Mais en réalité c’est sur les feats qu’il nous livre de vrais potentiels tubes. Difficile de faire un feat plus alléchant qu’un Leto, Ninho, Zed en 2020. Avec double binks les trois rappeurs sont en parfaite osmose, on en serait presque à réclamer un album en commun. Leto nous montre qu’il est devenu un rappeur de poids capable d’avoir des artistes de très gros calibres pour l’album (Booba notamment, d’après son manager). On attend donc cet album en espérant que cet EP aura eu pour vocation de l’épurer un peu pour écouter un album d’une dizaine de sons avec uniquement des titres forts.

Slimka – TUNNEL VISION PRELUDE

crédit photo : genius

Moins connu que ses compères Silmka devait lui aussi sortir un album et a été empêché par la crise sanitaire. Il sort donc un incroyable 9 titres en prélude de l’album éponyme. Le rappeur suisse est un habitué des projets assez courts, des projets coups de poings sans temps morts. Et autant dire que si ceci n’est que le prélude, l’album promet d’être incroyable. Car ce projet est d’une puissance et d’une originalité comme seul la scène suisse peut le faire aujourd’hui. Sa force reste son imprévisibilité tant dans son flow que dans ses mélodies. C’est la force du désordre, du surréalisme,  imprévisible, original, parfois sans queue ni tête (“Grand maigre”). Pour ce nouveau projet on sent une véritable amélioration en terme de production, que tout cela a été beaucoup plus travaillé, et l’album le sera surement encore plus. On peut parler de l’incroyable basse de “24k” ou encore de l’incompréhensible prod de “Ghetto”. 

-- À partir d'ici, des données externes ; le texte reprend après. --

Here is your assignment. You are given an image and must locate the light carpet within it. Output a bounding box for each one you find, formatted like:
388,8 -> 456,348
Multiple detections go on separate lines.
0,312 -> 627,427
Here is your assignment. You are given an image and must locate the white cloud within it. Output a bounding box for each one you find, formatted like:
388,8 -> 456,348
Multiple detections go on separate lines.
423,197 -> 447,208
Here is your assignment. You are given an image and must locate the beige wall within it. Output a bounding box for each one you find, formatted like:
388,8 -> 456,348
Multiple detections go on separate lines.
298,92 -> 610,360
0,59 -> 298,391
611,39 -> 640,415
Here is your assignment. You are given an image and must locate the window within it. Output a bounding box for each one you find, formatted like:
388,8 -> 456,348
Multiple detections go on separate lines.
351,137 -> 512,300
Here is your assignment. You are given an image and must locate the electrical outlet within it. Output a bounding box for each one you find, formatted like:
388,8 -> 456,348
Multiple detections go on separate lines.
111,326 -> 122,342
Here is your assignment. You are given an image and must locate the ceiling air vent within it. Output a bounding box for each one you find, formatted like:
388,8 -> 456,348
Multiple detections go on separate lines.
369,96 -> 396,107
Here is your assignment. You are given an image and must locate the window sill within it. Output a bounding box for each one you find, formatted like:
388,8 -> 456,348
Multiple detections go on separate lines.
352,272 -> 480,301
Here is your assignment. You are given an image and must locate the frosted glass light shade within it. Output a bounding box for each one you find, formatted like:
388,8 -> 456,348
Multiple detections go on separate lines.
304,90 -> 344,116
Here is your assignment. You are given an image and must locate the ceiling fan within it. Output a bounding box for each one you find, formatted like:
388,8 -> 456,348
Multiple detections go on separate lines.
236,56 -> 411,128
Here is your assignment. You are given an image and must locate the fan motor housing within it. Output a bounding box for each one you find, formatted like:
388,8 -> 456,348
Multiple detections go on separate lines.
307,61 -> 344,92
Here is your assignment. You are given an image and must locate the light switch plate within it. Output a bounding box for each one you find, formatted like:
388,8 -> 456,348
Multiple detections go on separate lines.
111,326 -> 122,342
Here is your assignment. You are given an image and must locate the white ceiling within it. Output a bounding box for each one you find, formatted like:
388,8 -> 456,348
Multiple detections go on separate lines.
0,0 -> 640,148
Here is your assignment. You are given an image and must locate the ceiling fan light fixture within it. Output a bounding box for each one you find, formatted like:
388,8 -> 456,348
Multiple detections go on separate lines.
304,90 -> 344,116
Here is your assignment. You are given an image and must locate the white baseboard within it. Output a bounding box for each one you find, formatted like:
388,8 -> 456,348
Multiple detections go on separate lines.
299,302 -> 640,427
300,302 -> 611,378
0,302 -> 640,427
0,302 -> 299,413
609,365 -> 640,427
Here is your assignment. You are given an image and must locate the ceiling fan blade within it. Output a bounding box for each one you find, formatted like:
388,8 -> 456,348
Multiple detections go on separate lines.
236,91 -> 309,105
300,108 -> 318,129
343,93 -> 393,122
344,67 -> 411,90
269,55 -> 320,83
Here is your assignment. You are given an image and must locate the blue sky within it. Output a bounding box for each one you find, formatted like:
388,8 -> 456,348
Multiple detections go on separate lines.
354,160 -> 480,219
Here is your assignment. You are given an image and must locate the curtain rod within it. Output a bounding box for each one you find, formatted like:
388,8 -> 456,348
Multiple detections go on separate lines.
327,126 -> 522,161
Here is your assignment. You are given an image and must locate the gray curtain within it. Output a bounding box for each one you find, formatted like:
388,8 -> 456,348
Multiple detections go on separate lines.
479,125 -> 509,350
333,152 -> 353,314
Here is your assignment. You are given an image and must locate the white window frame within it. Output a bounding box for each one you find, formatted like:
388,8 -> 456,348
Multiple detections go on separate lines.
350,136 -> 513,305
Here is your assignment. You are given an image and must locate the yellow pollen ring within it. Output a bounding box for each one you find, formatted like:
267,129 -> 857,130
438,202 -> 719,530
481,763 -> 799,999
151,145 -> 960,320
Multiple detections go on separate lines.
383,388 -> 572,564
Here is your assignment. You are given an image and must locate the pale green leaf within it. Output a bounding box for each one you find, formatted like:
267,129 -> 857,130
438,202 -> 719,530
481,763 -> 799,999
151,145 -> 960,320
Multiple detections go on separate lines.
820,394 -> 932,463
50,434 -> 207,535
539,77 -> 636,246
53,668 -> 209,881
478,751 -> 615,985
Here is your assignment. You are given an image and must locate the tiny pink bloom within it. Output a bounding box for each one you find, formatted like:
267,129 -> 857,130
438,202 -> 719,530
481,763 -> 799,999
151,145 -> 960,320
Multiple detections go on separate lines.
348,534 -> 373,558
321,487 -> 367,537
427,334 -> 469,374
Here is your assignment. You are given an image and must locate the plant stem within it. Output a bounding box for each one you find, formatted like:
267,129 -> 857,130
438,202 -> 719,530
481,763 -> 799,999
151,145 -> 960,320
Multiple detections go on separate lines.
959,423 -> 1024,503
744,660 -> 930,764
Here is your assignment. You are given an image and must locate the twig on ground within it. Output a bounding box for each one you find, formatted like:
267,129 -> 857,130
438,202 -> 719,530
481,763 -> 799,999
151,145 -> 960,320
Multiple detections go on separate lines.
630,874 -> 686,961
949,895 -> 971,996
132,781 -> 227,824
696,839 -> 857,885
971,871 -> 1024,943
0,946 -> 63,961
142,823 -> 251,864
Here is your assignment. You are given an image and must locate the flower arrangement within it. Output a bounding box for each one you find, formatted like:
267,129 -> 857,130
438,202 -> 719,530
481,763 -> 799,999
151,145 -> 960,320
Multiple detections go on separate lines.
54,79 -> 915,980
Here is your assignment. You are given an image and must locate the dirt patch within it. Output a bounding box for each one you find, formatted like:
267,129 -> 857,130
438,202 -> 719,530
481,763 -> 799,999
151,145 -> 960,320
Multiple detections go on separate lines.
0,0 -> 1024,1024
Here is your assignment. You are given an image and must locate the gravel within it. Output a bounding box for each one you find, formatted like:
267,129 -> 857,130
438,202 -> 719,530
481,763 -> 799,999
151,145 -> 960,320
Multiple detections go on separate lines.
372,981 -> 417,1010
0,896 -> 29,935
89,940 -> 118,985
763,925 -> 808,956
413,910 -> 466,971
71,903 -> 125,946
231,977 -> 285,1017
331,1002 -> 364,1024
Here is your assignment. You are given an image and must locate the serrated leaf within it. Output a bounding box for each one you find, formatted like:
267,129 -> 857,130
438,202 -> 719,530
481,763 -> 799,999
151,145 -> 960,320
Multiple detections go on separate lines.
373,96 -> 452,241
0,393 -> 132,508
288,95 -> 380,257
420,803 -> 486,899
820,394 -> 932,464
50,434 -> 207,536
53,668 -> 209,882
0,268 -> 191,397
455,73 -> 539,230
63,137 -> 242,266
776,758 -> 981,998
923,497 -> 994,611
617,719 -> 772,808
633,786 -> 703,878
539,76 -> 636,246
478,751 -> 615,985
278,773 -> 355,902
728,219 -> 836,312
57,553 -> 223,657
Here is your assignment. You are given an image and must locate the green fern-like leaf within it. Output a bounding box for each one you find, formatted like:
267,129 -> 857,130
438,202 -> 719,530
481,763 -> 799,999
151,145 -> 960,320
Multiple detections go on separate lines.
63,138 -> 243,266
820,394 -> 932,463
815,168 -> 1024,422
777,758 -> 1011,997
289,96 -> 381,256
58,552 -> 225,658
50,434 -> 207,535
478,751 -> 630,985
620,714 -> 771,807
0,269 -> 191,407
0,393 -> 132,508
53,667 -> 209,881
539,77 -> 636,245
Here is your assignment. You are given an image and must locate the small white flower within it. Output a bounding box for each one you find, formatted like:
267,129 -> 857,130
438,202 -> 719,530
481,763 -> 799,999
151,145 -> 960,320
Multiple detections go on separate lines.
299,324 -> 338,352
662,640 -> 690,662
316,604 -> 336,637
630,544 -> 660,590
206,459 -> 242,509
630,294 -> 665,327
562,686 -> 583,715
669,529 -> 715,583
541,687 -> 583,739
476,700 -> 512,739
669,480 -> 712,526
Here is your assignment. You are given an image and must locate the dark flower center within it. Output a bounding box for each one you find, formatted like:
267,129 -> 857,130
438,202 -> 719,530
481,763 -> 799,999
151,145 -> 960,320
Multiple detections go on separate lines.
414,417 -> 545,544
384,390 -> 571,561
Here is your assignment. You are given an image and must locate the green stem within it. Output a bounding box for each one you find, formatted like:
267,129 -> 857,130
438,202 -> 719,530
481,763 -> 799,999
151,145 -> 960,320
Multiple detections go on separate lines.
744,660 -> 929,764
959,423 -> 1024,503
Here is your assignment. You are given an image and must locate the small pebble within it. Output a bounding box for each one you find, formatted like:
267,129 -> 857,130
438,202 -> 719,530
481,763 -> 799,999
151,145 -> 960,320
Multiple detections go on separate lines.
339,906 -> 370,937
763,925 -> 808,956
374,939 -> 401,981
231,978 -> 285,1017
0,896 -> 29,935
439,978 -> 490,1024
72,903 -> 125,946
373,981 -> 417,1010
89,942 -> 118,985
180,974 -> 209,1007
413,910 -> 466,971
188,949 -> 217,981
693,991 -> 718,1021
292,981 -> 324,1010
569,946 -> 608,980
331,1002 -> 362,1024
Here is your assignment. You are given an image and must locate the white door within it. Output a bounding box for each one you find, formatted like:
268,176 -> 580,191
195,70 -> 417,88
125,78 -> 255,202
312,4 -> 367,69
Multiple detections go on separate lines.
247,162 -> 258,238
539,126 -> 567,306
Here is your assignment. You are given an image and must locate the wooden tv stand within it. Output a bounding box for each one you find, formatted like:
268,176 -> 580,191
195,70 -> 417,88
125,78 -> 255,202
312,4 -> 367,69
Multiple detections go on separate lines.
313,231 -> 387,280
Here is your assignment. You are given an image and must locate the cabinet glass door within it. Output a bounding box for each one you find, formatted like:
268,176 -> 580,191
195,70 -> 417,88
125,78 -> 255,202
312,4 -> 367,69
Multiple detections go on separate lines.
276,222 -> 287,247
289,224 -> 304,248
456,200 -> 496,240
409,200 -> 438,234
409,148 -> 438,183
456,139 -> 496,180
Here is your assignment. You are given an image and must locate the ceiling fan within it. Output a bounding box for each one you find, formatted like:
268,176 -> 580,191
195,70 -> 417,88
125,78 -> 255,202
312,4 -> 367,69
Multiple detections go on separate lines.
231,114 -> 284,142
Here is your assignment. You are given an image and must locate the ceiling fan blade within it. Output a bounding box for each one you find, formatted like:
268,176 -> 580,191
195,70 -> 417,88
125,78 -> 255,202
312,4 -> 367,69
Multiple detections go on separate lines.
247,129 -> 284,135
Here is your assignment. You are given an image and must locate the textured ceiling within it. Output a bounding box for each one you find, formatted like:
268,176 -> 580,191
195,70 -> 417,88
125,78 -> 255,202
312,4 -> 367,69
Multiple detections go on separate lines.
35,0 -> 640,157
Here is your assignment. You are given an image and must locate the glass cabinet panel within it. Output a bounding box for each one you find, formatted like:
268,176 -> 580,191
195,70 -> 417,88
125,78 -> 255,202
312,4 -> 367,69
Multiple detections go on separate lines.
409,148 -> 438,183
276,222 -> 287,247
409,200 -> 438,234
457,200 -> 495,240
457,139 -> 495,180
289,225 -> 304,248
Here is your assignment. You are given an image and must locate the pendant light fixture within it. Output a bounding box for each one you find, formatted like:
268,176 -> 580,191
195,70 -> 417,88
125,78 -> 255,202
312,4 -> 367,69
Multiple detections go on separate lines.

Slimka est un homme qui joue collectif et encore une fois les feats sont très forts, ici pas de couplets envoyés par mail mais une vraie collaboration en studio. En ressort un titre west coast, “Meilleurs” avec la voix inimitable d’ Ike Ortiz. Et bien sûr une collaboration avec Di-Meh son compère de toujours sur une prod qui aurait fait plaisir à Dababy. Véritable bête de scène on a toujours envie de voir les titres en concert lorsque l’on découvre les projets de Slimka (et de toute sa clique) et encore une fois cela promet de beaux pogos.